Monday, June 11, 2012

WaMu: The Mutual Bank that De-Mutualized and Melted Down

Wall Street Journal contributor Kirstin Grind has written a book on the downfall of WaMu, the second largest bank failure in the US (so far) and the name that has come to symbolize risky mortgage lending in the USA. I expect to enjoy reading it when it comes out, and learn more about the inside story. Here is some of what we know already.

WaMu started as a mutual bank, meaning that it was owned by its depositors. Mutual Banks come in different forms, but traditionally they are focused on savings deposits and mortgage loans rather than loans to businesses. They usually have low interest rates on loans and instead select their borrowers carefully to have low losses. Mutual banks are a traditional, one might even say old-fashioned, form of bank that is often heavily committed to the local communities and avoids having many branches. Hayagreeva Rao and I are doing research on such community organizations, and we have found that they can have a big and positive impact on the development of their communities.

For WaMu, however, the period as a mutual ended in 1983. Mutuals can de-mutualize, and this is done both in banking and in insurance (many insurers are also mutuals). De-mutualization means that they turn into regular joint-stock firms, but often they keep their name. There is nothing preventing a non-mutual from calling itself a mutual. They can keep their business practices too, but most often do not. Mutuals are very efficient organizations as long as they don’t grow, but de-mutualization means that they can grow quickly, adding branches and getting new lenders. Shortly before failing, de-mutualized WaMu had tens of thousands of employees and hundreds of branches, and a strong electronic-banking presence. More worryingly, due to permissive loan practices and incentives for loan generation, it has a loan portfolio that was bloated and risky when compared to its capital. Losses on loans started to mount, triggering a depositor bank run that was fast and furious thanks to the ability to transfer money electronically: it is estimated that 16.7 billion dollar in deposits left WaMu in nine days.

What happened? WaMu had become a commercial bank with commercial bank ambitions but a shortage of commercial bank experience. It also had some bad luck: 2008 was not a good year for having a large mortgage loan exposure, because the subprime loan crisis was in full swing. Its failure shows some of the problems of changing from one form of organization to another. Strategies can change quickly, but the capabilities to back those strategies take longer to develop.

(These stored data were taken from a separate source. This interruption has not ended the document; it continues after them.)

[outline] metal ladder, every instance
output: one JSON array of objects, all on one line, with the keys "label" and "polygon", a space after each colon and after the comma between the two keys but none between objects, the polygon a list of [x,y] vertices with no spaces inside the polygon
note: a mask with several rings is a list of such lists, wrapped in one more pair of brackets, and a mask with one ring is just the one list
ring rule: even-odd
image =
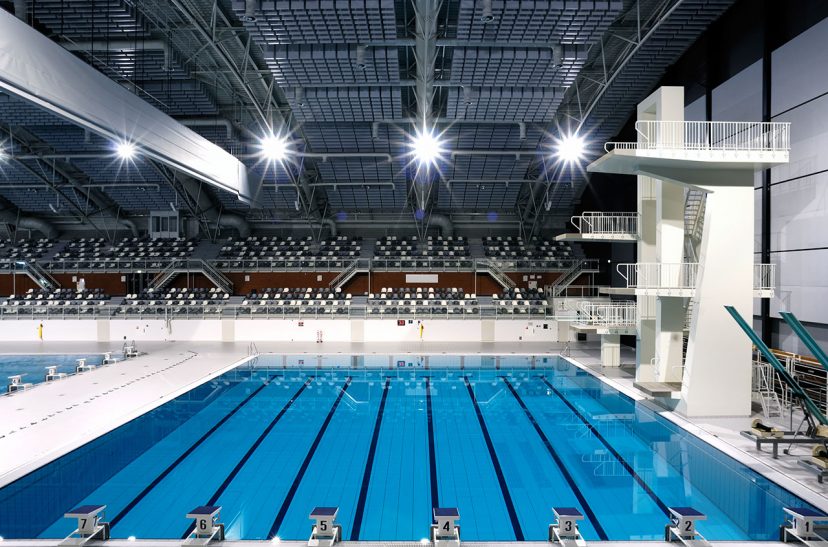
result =
[{"label": "metal ladder", "polygon": [[581,258],[576,260],[552,285],[552,296],[560,296],[582,273],[598,272],[596,260]]},{"label": "metal ladder", "polygon": [[753,394],[762,406],[762,415],[765,418],[781,418],[783,416],[782,403],[773,387],[773,371],[771,366],[758,355],[753,359]]},{"label": "metal ladder", "polygon": [[506,275],[506,272],[504,272],[493,260],[484,260],[482,261],[482,264],[483,271],[488,272],[501,287],[504,289],[515,288],[515,282],[512,281],[512,278]]}]

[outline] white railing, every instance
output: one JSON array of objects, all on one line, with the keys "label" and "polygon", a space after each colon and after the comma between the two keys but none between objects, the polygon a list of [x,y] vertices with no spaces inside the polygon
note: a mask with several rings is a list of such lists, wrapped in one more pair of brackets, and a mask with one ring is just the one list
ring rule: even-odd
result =
[{"label": "white railing", "polygon": [[[627,288],[694,289],[699,265],[696,262],[618,264],[616,270]],[[776,264],[753,265],[753,289],[772,290],[776,287]]]},{"label": "white railing", "polygon": [[616,270],[635,289],[694,289],[699,265],[696,262],[618,264]]},{"label": "white railing", "polygon": [[635,326],[638,307],[635,302],[582,302],[576,323],[602,327]]},{"label": "white railing", "polygon": [[569,219],[582,234],[638,235],[638,213],[586,211]]},{"label": "white railing", "polygon": [[753,265],[753,289],[770,291],[776,288],[776,264]]},{"label": "white railing", "polygon": [[720,150],[787,152],[789,122],[638,121],[638,142],[608,142],[615,150]]}]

In the book she reports another side to the story too, however, and one that shows in a better way how WaMu did not totally outgrow its roots as a mutual organization. When WaMu started experiencing problems collecting loans, they sent out a team to investigate how they might improve payments from their borrowers. This team made interviews on video tape documenting how people had been blindsided by the fall of the housing market and found themselves unable to pay. When they showed this footage to the president of WaMu's Home Loans Group, David Schneider, he ordered a revision of loan collections to take a softer approach. In the end, it is hard for a firm with mutual in its name and history to escape the idea that mutuals are a way for people to help each other.

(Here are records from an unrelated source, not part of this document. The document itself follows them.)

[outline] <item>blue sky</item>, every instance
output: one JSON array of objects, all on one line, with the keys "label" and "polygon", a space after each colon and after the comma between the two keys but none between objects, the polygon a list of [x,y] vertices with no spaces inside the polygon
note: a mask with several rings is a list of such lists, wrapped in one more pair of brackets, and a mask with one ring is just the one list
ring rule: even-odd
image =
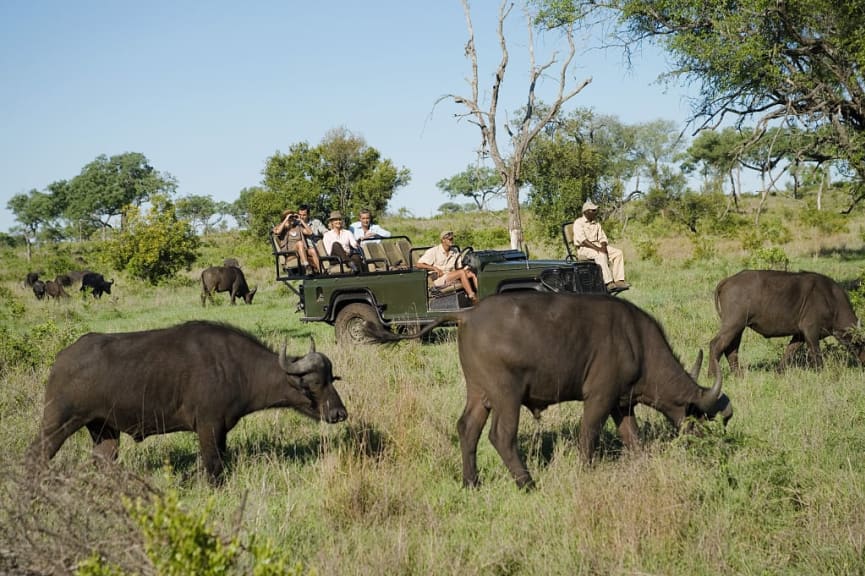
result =
[{"label": "blue sky", "polygon": [[[498,2],[474,4],[486,93]],[[411,171],[391,210],[431,216],[448,201],[435,183],[473,163],[480,143],[454,118],[463,108],[436,105],[469,95],[466,39],[459,0],[0,2],[0,230],[14,225],[14,194],[71,179],[100,154],[141,152],[177,178],[178,195],[233,201],[274,152],[340,126]],[[508,39],[500,108],[515,110],[527,88],[519,9]],[[539,39],[536,58],[564,48]],[[592,83],[568,110],[684,123],[684,92],[655,84],[663,57],[648,51],[634,65],[615,51],[578,54],[572,85]]]}]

Greve, H. R. & Rao, H. 2012. Echoes of the past: Organizational foundings as sources of an institutional legacy of mutualism. American Journal of Sociology, 118(November).
Grind, Kirsten. 2012. A Bank on the Run: How WaMu's Demise Hit Home. Wall Street Journal, June 12 2012.
Grind, Kirsten. 2012. The Lost Bank. The Story of Washington Mutual, the Biggest Bank Failure in American History. Simon & Schuster.